Auditor General Michael Ferguson issued a scathing indictment of the Harper government’s F-35 procurement process in his first report, released on April 3rd.
2.80 National Defence did not exercise due diligence in managing the process to replace the CF-18 jets. National Defence did not appropriately consult Public Works and Government Services Canada (PWGSC) on the procurement implications of the 2006 MOU for the third phase of the JSF Program or develop an appropriate plan for managing the unique aspects of the acquisition. Problems relating to development of the F-35 were not fully communicated to decision makers, and risks presented to decision makers did not reflect the problems the JSF Program was experiencing at the time. Full life-cycle costs were understated in the estimates provided to support the government’s 2010 decision to buy the F-35. Some costs were not fully provided to parliamentarians.
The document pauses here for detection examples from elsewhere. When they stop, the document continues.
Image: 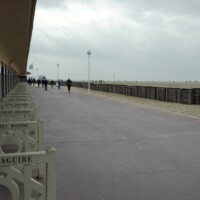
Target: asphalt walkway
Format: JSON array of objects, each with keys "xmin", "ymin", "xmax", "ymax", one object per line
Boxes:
[{"xmin": 31, "ymin": 88, "xmax": 200, "ymax": 200}]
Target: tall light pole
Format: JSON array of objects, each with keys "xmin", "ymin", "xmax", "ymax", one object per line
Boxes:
[
  {"xmin": 37, "ymin": 68, "xmax": 39, "ymax": 79},
  {"xmin": 56, "ymin": 64, "xmax": 60, "ymax": 81},
  {"xmin": 87, "ymin": 50, "xmax": 91, "ymax": 93}
]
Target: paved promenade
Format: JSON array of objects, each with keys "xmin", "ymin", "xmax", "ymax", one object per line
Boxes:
[{"xmin": 31, "ymin": 87, "xmax": 200, "ymax": 200}]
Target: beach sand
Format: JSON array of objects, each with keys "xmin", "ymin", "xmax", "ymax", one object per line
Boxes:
[{"xmin": 73, "ymin": 88, "xmax": 200, "ymax": 119}]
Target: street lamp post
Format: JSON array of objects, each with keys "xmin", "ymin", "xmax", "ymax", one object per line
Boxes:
[
  {"xmin": 56, "ymin": 64, "xmax": 60, "ymax": 81},
  {"xmin": 87, "ymin": 50, "xmax": 91, "ymax": 93},
  {"xmin": 37, "ymin": 68, "xmax": 39, "ymax": 79}
]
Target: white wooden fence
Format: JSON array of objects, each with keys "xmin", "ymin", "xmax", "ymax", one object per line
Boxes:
[
  {"xmin": 0, "ymin": 109, "xmax": 38, "ymax": 122},
  {"xmin": 0, "ymin": 148, "xmax": 56, "ymax": 200}
]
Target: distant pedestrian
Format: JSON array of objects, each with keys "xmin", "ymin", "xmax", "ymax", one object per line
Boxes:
[
  {"xmin": 44, "ymin": 79, "xmax": 48, "ymax": 91},
  {"xmin": 58, "ymin": 80, "xmax": 61, "ymax": 90},
  {"xmin": 28, "ymin": 78, "xmax": 32, "ymax": 86},
  {"xmin": 42, "ymin": 78, "xmax": 45, "ymax": 88},
  {"xmin": 66, "ymin": 79, "xmax": 72, "ymax": 93},
  {"xmin": 37, "ymin": 79, "xmax": 40, "ymax": 88},
  {"xmin": 32, "ymin": 79, "xmax": 36, "ymax": 86},
  {"xmin": 50, "ymin": 80, "xmax": 54, "ymax": 88}
]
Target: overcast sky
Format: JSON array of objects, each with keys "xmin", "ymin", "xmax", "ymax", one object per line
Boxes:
[{"xmin": 28, "ymin": 0, "xmax": 200, "ymax": 81}]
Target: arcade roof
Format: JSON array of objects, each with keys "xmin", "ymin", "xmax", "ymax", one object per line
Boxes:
[{"xmin": 0, "ymin": 0, "xmax": 36, "ymax": 76}]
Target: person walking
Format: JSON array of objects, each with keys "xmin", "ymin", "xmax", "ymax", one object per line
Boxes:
[
  {"xmin": 37, "ymin": 78, "xmax": 40, "ymax": 88},
  {"xmin": 66, "ymin": 79, "xmax": 72, "ymax": 93},
  {"xmin": 44, "ymin": 79, "xmax": 48, "ymax": 91},
  {"xmin": 50, "ymin": 79, "xmax": 54, "ymax": 88},
  {"xmin": 58, "ymin": 80, "xmax": 61, "ymax": 90}
]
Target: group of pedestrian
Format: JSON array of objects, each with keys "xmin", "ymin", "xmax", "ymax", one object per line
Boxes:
[{"xmin": 27, "ymin": 78, "xmax": 72, "ymax": 93}]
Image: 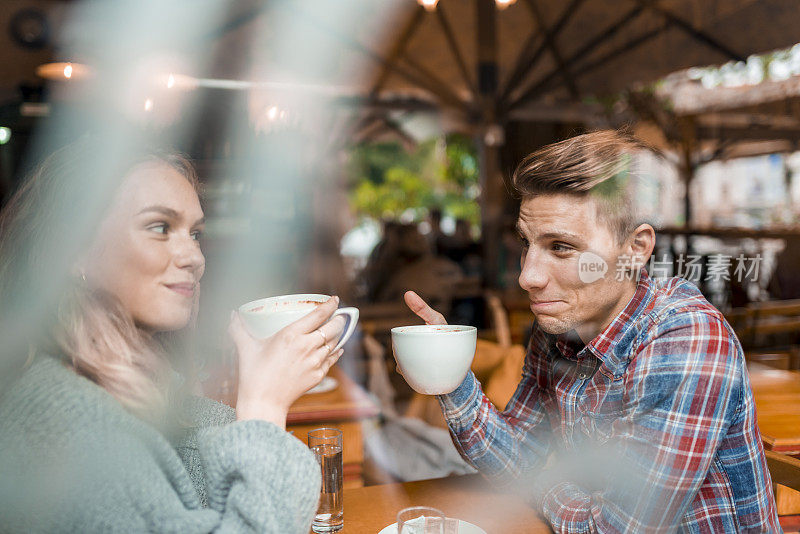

There was a lack of timely and complete documentation to support the procurement strategy decision.
2.81 PWGSC did not demonstrate due diligence in its role as the government’s procurement authority. Although it was not engaged by National Defence until late in the decision-making process, PWGSC relied almost exclusively on assertions by National Defence and endorsed the sole-source procurement strategy in the absence of required documentation and completed analysis.
The Auditor General’s report makes it clear that DND was committed to buying the F-35 long before a proper assessment of Canada’s requirements and options was carried out. Indeed, it makes it clear that a proper assessment was never carried out. DND was determined to proceed whether or not analyses supported its preference (when they existed at all) and whether or not proper procurement procedures were followed (and for the most part they were not).
As University of Ottawa professor Phillipe Lagassé comments, the failings condemned by the Auditor General may be those of the departments concerned, but it is the politicians who were in charge of those departments, principally Minister of National Defence Peter MacKay, who should be held responsible (“Lessons learned from the F-35 aquisition debacle,” Macleans.ca, 3 April 2012):
The Conservative government accepted DND’s logic and allowed the defence department to press ahead. Indeed, although DND and the Chief of the Air Staff are identified as the main culprits in this saga, there is no question that Conservative ministers are also to blame.
The Auditor General’s report highlights that Conservative ministers announced the F-35 purchase in July 2010, two months after PWGSC warned that a sole-source procurement had not been properly explained, and a month before Public Works actually received the statement of requirements that purported to show why the F-35 was the only possible option.
Ministers were aware that the sole-source procurement had not been vetted, yet they endorsed it anyhow. And PWGCS’s ability to enforce proper procurement practices fell apart once the Conservatives publicly declared their intention to move forward with the acquisition that summer.
Once they had announced that the F-35 was Canada’s next fighter, moreover, Conservative ministers refused to question DND’s unsubstantiated estimates and figures until the aircraft’s widely reported cost overruns and technical difficulties could no longer be ignored. Hence, although the Auditor General focuses on the errors and oversights of DND and PWGCS, it is evident that Conservative ministers failed in their responsibilities, too.
More to the point, no ministers should be permitted to avoid their constitutional responsibility for the affairs of the departments, no matter how much ignorance or inexperience they claim. Allowing ministers to shift their responsibility onto their departments or officials, however poorly they performed, would undermine the very bedrock of our system of responsible government.
Of course, that is exactly what is going to happen in this case. The primary minister in question is in no position to claim either ignorance or inexperience — if he is still in office later this year, he will be the longest-serving defence minister since Brooke Claxton (1946-1954). But does anyone expect that Peter MacKay will accept responsibility for this colossal train-wreck? He would have resigned when the report came out, or already have been fired by the Prime Minister, if that were going to happen.
And the Prime Minister himself is certainly not going to accept any blame for his government’s incompetence.
Even the departments themselves refuse to admit fault. As the Auditor General’s report notes, “Both National Defence and Public Works and Government Services Canada disagree with our conclusion that they did not demonstrate due diligence in their respective roles in the replacement of the CF-18 jets.”
Instead, we are promised that the procurement will be conducted according to proper procedures from this date forward — but still without a competition — and offered the half-hearted pretence that the government is now open to the possibility of buying a different aircraft (Steven Chase, “Tories boost oversight – but heads won’t roll – on F-35 purchase,” Globe and Mail, 3 April 2012):
Ottawa will add a new layer of scrutiny to the massive $9-billion procurement, setting up a secretariat led by the Department of Public Works to monitor and manage the process – one that will be overseen by a committee of deputy ministers.
“The secretariat will play the lead coordinating role as the government moves to replace Canada’s CF-18 fleet,” the Conservatives said in a statement. …
The government vowed to evaluate all options for the procurement of Canada’s next-generation fighter – raising doubts about its commitment to the F-35.
Sources have cautioned, however, against interpreting this to mean that the Conservative government is actively considering purchasing a different jet.
“The F-35 train is still on the track,” one government source told The Globe and Mail this week.